A radiation therapy course usually consists of short, daily treatments delivered by your radiation therapists. Each treatment, the therapist will bring you in to the treatment room. Once you are positioned correctly, the therapist will leave the treatment room and begin your treatment. During your treatment, your therapist will closely monitor you on a television screen. There is a microphone in the treatment room so you can always speak with the therapist if you have any concerns. Before the treatment begins, the radiation therapists may move the treatment machine and treatment table to deliver your personalized radiotherapy plan. The machine might make noises during treatment that sound like clicking, knocking or whirring, but the radiation therapist is in complete control of the machine at all times. The machine can be stopped at any time for any reason, such as if you are feeling sick or uncomfortable. Time spent in the treatment room will vary depending on the type of radiation. After treatment, the radiation therapists will help you off of the table and out of the treatment room.

Your radiation oncologist monitors your daily treatments and may alter your radiation dose based on these observations. Also, your doctor may recommend blood tests and imaging to see how your body is responding to treatment. If the tumor shrinks or if your body changes significantly, a change to the treatment plan may be required based on the changes to the tumor or your body.

It is best not to miss scheduled treatments, but sometimes a course of treatment may need to be interrupted for a day or more. This may happen if you develop side effects that require a short treatment break. Unscheduled machine maintenance may also cause a missed daily treatment. These missed treatments may be made up by altering the schedule.

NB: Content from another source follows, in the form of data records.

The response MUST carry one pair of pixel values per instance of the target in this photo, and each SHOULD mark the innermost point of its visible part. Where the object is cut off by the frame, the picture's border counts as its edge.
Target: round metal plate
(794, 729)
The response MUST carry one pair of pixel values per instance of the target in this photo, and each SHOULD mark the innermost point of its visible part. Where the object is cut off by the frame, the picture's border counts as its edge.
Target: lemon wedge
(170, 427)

Treatment courses for sarcoma can vary, from a single treatment up to even 35 treatments. The number of radiation treatments you will need depends on the size, location and type of cancer you have, the goal of treatment, your general health and other medical treatments you may be receiving. If brachytherapy is used (which is radiation that is inserted into the body), the treatment length can be shorter. Treatments are usually scheduled five days a week, Monday through Friday.

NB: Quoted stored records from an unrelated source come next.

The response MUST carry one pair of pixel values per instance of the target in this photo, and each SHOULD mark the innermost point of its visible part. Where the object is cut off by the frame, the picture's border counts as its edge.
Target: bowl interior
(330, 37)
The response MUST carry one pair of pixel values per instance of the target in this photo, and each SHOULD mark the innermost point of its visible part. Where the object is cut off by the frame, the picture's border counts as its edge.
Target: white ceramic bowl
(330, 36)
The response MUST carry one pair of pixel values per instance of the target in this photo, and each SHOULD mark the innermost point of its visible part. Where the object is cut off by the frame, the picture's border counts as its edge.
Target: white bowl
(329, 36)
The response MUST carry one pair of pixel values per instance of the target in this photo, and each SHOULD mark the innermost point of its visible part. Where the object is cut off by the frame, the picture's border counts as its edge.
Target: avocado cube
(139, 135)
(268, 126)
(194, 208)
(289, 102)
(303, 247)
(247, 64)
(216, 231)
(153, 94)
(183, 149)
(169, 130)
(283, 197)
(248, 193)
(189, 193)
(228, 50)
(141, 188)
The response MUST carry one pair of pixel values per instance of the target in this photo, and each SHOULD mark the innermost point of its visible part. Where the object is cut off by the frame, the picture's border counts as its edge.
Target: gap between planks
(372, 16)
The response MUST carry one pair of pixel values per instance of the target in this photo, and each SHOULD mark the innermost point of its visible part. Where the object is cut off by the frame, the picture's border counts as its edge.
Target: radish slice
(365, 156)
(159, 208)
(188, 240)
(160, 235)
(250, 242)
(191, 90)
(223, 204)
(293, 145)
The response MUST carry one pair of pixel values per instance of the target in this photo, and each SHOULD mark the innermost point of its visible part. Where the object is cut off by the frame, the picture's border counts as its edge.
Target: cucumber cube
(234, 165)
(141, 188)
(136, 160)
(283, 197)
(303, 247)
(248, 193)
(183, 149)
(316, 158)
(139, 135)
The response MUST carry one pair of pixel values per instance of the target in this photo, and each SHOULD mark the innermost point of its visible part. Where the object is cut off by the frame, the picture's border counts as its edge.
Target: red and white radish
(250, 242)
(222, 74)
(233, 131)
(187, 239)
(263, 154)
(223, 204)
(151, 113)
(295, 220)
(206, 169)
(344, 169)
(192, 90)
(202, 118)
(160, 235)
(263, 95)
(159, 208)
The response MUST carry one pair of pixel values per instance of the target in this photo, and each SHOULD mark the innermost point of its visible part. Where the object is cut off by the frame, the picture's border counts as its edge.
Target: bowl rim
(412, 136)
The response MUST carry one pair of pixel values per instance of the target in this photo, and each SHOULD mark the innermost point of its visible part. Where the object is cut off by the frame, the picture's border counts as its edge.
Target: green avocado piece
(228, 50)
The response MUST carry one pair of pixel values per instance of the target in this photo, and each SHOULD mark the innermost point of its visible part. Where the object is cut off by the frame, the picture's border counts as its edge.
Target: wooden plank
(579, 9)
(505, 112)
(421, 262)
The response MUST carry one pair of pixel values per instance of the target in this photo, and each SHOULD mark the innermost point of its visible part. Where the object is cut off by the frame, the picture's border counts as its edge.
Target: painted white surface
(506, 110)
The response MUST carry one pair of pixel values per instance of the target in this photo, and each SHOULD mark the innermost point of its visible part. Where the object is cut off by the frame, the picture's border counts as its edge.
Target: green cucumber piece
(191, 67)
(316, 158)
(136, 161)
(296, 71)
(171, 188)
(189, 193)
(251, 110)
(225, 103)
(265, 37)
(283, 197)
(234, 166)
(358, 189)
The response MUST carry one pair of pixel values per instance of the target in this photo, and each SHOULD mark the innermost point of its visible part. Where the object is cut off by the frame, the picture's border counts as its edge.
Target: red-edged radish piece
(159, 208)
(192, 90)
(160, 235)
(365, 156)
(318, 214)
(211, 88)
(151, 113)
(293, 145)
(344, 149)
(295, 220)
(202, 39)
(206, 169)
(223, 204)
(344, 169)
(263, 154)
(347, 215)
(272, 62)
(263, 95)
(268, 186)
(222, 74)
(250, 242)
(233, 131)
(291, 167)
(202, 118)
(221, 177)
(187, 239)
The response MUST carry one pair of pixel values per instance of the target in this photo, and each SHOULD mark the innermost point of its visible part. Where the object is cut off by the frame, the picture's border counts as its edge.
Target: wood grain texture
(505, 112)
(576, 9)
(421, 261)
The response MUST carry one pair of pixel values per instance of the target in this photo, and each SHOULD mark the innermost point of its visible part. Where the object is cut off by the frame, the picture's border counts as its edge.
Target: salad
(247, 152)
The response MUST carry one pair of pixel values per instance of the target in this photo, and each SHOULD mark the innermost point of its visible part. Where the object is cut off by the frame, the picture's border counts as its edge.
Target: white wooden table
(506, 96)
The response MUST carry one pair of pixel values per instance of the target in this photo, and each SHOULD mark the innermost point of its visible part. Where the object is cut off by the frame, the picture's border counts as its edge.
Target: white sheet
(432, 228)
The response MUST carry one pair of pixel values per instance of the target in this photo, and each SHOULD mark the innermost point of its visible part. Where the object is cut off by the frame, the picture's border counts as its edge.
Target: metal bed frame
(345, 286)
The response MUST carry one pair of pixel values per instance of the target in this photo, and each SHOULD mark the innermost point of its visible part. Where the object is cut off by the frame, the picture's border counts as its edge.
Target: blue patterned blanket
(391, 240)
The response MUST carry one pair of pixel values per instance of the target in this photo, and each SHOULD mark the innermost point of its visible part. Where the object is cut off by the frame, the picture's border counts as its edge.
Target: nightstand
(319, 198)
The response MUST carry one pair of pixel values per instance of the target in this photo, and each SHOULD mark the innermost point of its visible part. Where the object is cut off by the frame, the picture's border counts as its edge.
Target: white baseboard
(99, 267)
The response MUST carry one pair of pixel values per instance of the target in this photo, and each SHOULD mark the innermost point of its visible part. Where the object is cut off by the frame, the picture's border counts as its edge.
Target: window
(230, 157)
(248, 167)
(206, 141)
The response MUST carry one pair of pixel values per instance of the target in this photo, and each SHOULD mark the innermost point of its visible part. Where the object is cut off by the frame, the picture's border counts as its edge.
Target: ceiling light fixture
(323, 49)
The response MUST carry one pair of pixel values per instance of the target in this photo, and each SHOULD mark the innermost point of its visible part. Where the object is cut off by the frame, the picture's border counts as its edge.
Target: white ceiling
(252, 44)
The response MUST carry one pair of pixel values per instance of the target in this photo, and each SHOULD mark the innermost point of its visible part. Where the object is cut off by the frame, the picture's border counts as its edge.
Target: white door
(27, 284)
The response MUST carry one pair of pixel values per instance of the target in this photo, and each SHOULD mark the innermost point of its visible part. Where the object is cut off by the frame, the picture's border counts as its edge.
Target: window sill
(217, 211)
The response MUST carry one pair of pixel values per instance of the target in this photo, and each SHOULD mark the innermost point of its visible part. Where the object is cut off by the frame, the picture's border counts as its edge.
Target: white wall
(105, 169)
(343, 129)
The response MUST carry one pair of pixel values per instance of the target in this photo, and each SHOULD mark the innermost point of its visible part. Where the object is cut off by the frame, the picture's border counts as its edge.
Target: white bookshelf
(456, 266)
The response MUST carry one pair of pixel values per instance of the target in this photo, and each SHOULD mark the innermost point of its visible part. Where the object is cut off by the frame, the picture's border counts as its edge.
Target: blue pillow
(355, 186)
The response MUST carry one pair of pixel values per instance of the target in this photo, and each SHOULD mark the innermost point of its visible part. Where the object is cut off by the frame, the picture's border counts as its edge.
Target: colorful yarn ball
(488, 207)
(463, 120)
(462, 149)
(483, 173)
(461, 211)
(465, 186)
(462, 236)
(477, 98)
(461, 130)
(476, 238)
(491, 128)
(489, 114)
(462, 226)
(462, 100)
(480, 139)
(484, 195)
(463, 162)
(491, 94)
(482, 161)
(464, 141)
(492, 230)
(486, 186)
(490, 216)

In some cases, you may receive chemotherapy and radiation therapy at the same time. The chemotherapy may be delivered daily, weekly, every three weeks or at an alternate schedule determined by the medical oncologist together with the radiation oncologist. The chemotherapy may work to make the radiation therapy more effective at killing cancer cells. Chemotherapy also travels throughout the body to help destroy or reduce microscopic cancer cells that are too small to see. This may help keep the cancer from having a chance to spread. Your treatment team will help coordinate these therapies and care for potential side effects.

Weekly Checkups

During radiation therapy, your radiation oncologist and nurse will see you regularly to follow your progress, determine whether you are having any side effects from treatment, recommend treatments for those side effects (such as medication) and address any concerns you may have. Your doctor may also make changes in the schedule or treatment plan depending on your response or reaction to the therapy. Your radiation oncology team will gather on a regular basis with other health care professionals to review your case to ensure your treatment is proceeding as planned. During these sessions, all the members of the team discuss your progress and any concerns.

Quality Assurance During Treatment

During your course of treatment, correct positions of the treatment beams will be regularly verified with images made using the treatment beam itself. These images represent an important quality check but do not evaluate the tumor itself. Depending upon what kind of treatment you receive and what your doctor thinks will work best, the type of images used (e.g., X-ray, CT scan, ultrasound, etc.) may vary. These images assure your radiation oncologist that the treatment set-up accurately matches the intended target. A medical physicist may also review your treatments every week to ensure they are being delivered correctly.